The other day long-time commentator Andrei said the following on my post about the Iranian threat (implied) to use nuclear weapons in their war with Israel:
Fool me once – shame on you (Iraq)
Fool me twice – shame on me (Libya)
Fool me again – I’m just an idiot (Syria)
Fool me now – not a chance.
My response was longer than a comment should be and since I’m a blogger nowadays….
Iraq
The WMD stuff for Iraq was not around nuclear weapons, and as for the bio-chem stuff none other than the BBC’s Jeremy Paxman – producer of the 2004 documentary, The Power of Nightmares which argued that all the WMD stuff had been made up – had argued in August 2002, in an updated copy of his early 1990’s book, A Higher Form of Killing, that Saddam did have such WMD’s.
As said in this post, Leftist Myths on the Iraq Invasion, (and there’s an extensive quote from Paxman’s book), in 2002 the notion that Saddam Hussein had kept his stockpiles of WMDs and was an immediate threat was not yet an argument in America’s and George W. Bush’s interest; it was still, at that point, an argument with which to indict the West.

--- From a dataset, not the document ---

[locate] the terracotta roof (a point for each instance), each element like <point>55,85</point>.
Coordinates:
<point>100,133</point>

But the point here is that Paxman and others were looking at much the same evidence and history that the CIA was and coming to the same conclusion.
Libya
I didn’t support the actions of Britain, France and Obama, which I thought were stupid, but I don’t recall WMD’s being part of the debate. Much as I wanted Reagan to wipe out Gaddafi in the 1980’s there was no point by 2011, by which time he’d given up his nuclear programme – but then got wasted by the West anyway.
Syria
If you want to blame someone blame Turkey, who’d had it in for the Assad regime for decades. Sure, there were many other players in the mix, including the USA and Russia, but in the end they weren’t the main players. Besides, Assad and his Dad had brought this on themselves with decades of terrible treatment of the Syrian people, like the city of Hama in 1982.
Moreover, the Iranian Mullahs would have looked at the collapse of the regimes in those three nations and at the survival, against greater odds, of the North Korean regime, and made the obvious conclusion that having nuclear weapons was the difference. Likely their overwhelming motivation for having such a program.
For those who would argue that Israel and the West have thus created their own problem in Iran it should be pointed out that this logic goes both ways; which is to say that if Jimmy Carter had not got in the way in 1994 Bill Clinton would likely have bombed the North Korean nuclear sites. Instead we got another decade of the familiar bullshit of international “agreements” and IAEA inspectors that ended with the Norks exploding their first bomb in 2006, plus having the ballistic missiles to deliver a warhead.
Reading the timeline of all this is to see an advance copy of Iran’s approach.
But with at least two of those nations, Iraq and Syria, something is being forgotten, which is that it’s not always about the USA and the Big Powers. It’s about nukes and Israel – the Begin Doctrine – and in Israel that has had bipartisan support for decades now:
We chose this moment: now, not later, because later may be too late, perhaps forever. And if we stood by idly, two, three years, at the most four years, and Saddam Hussein would have produced his three, four, five bombs. … Then, this country and this people would have been lost, after the Holocaust. Another Holocaust would have happened in the history of the Jewish people. Never again, never again! Tell so your friends, tell anyone you meet, we shall defend our people with all the means at our disposal. We shall not allow any enemy to develop weapons of mass destruction turned against us.
…
This attack will be a precedent for every future government in Israel. … Every future Israeli prime minister will act, in similar circumstances, in the same way.
That’s Israeli Prime Minister Menachem Begin (quite the terrorist himself) speaking at the UN after Israel had bombed a nuclear reactor in Saddam Hussein’s Iraq in 1981.
It was called Operation Orchid, an attack on the Osirak nuclear reactor in Iraq. The French, who helped him build it, were pissed, as were even Reagan and Thatcher. But after Desert Storm in 1991, when inspectors went in and discovered the extent of Saddam’s new nuclear program (which embarrassed the CIA, who were clueless about it), a former Reagan advisor, Dick Cheney acknowledged that it was an “outstanding” Israeli operation that had made the US’s “job much easier in Desert Storm.”
It should be noted that Iran did not protest the attack, which isn’t a surprise since they’d attacked Osirak in 1980.
Then, on 2007, Israel destroyed another reactor being built, this time in Syria, where satellite photos showed something that looked like an exact copy of a North Korean reactor (which also explained the otherwise strange traffic of scientists and engineers between the two nations). Notably, the only nation that protested the attack was … North Korea. Even the Syrians said nothing and simply bulldozed the site. The Israelis said almost nothing about it for years.
The Jews were right both times. They’re right again here in the case of Iran.